We know now that an “acre foot” is an easy calculation, “one foot of water covering one acre of land.” 3,093,488 acre feet of water would have just about covered St Lucie, Martin, Palm Beach, and Broward counties as the acreage of these counties combined adds up to 3,293,440 acres. Hard to believe!

TT3

Even though in 1960, the lake was not yet prone to massive cyanobacteria blooms, fresh water itself is destructive to a brackish estuary, and over three million acre feet discharged into the river by, what would have been at that time, the Central and South Florida Flood Control District, (the predecessor to the South Florida Water Management District), must have wiped out just about everything.

Of course the question is: “Why such high a high number in 1960?” One would deduce, that the primary reason would be because there were three tropical storms and one hurricane that crossed over Florida during this era. According to NOAA’s Tropical Cyclone Rainfall in Florida chart: Judith, October 1959, 7.90 inches; Donna, September 1960 13.24 inches; Florence, September 1960 15.79 inches, and we do not know for the Unnamed 1959 storm.(https://www.wpc.ncep.noaa.gov/tropical/rain/tcflorida.html)

But this is conjecture…

Going back to Todd’s graph, you’ll  notice that thirteen out of the twenty-five years listed had higher discharge number than 2016. Sobering, isn’t it? Staggering numbers, for a river that by Nature was never connected to Lake Okeechobee, and only a portion of the so-called C-44 Basin.

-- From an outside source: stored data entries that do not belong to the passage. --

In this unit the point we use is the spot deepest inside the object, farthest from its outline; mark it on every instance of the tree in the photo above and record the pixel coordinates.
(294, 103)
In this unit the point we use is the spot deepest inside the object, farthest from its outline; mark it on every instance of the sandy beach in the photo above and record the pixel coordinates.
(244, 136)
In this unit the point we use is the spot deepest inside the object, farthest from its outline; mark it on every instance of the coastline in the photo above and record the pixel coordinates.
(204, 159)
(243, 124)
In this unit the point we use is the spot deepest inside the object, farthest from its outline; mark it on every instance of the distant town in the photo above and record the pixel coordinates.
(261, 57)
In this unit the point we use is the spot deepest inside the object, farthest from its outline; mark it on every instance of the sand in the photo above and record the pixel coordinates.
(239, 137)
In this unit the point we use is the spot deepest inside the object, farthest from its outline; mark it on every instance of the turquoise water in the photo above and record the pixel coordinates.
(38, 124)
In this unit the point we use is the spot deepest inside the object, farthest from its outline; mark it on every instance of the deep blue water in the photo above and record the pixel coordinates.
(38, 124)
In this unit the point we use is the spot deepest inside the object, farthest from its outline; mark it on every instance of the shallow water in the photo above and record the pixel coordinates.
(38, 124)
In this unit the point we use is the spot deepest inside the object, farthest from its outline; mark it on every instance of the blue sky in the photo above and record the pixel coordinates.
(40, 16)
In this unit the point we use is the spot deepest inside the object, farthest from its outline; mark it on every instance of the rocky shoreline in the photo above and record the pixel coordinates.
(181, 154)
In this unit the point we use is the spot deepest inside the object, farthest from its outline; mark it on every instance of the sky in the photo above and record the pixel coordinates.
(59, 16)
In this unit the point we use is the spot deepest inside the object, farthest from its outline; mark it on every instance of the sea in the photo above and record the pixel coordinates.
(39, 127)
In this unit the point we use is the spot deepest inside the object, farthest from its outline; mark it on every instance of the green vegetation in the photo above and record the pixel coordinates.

We have drowned her, indeed…

Hurricanes 1959, 1960 NOAA, courtesy of Todd Thurlow.

Now for one final question.

The Caloosahatchee has data too, but only for years 1967-2019. Thus the Caloosahatchee’s  highest year for discharge of its top 25 years is 2005, at 3,731,056 acre feet;  followed by 2016, at 2, 950,926 acre feet and so on. Please click on the graph.

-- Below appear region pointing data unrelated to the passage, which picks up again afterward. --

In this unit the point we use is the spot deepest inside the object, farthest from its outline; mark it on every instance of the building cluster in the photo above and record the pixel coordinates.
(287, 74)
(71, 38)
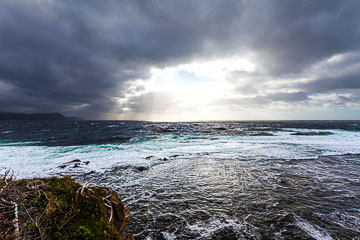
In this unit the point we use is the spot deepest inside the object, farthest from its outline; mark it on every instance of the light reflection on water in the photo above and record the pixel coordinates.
(211, 198)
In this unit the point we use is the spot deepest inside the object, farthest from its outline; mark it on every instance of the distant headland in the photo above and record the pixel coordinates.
(8, 116)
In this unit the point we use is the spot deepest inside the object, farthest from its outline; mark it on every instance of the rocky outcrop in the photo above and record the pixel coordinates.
(60, 208)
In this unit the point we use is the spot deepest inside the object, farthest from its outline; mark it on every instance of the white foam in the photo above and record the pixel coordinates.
(41, 160)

So what about the missing thirteen years of 1953-1968? Where did this water go? Did it go to the St Lucie? Was the Caloosahtchee off-line? Did it go through the Calooshahatchee but was not recorded? These are questions I cannot answer. But in any case, both rivers need a break, or they shall break themselves. History allows us to see the long-standing destruction and ecological disregard for our treasured Northern Estuaries.

S-79 Spillway on Caloosahatchee at Franklin Lock and Dam, Top 25 Discharge Calendar Years, 1967-2019, courtesy Todd Thurlow.

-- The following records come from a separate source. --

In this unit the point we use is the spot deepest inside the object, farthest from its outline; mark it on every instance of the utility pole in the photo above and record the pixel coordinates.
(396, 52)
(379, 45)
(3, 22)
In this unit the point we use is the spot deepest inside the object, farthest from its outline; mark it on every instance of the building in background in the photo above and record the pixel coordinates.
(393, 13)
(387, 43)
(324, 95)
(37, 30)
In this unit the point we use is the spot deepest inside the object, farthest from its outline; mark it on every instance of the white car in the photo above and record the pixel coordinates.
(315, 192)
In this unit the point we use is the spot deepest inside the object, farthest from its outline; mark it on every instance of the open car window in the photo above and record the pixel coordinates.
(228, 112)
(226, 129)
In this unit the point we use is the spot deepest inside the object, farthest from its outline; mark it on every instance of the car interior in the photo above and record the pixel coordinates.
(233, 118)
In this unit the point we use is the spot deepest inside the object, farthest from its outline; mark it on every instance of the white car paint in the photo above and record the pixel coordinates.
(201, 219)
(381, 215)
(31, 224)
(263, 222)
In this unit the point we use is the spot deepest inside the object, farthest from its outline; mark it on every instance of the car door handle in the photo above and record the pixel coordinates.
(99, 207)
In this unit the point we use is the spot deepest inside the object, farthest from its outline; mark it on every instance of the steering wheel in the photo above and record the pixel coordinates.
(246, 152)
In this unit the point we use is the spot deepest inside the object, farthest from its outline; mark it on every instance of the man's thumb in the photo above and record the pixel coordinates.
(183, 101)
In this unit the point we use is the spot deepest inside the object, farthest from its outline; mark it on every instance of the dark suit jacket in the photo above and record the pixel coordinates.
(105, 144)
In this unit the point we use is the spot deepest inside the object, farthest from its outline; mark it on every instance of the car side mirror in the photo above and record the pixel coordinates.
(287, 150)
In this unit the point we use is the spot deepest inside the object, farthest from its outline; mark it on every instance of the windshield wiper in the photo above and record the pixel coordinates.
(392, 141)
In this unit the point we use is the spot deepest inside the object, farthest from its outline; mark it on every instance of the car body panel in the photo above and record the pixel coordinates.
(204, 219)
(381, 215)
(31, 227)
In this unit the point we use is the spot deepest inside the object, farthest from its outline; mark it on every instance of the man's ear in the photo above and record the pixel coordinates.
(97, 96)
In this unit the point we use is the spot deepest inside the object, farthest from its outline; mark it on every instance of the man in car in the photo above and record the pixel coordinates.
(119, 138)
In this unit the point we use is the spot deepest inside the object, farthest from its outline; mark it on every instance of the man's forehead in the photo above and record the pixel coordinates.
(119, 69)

Above chart larger format: http://www.eyeonlakeo.com/DischargeDataandTools/Top25_S-79_DischargeCalendarYears.htm

Basin map SFWMD. Before it was connected by canals, the St Lucie River was a large fresh water “stream” that ran into the Indian River Lagoon.

Structures along the Caloosahatchee, courtesy Melody Hunt, Research Gate. The Caloosahtchee was connected to Lake O in the late 1880s by Hamilton Disston after he blew up the waterfall rapids at Lake Hipochee and dredged on to the Lake.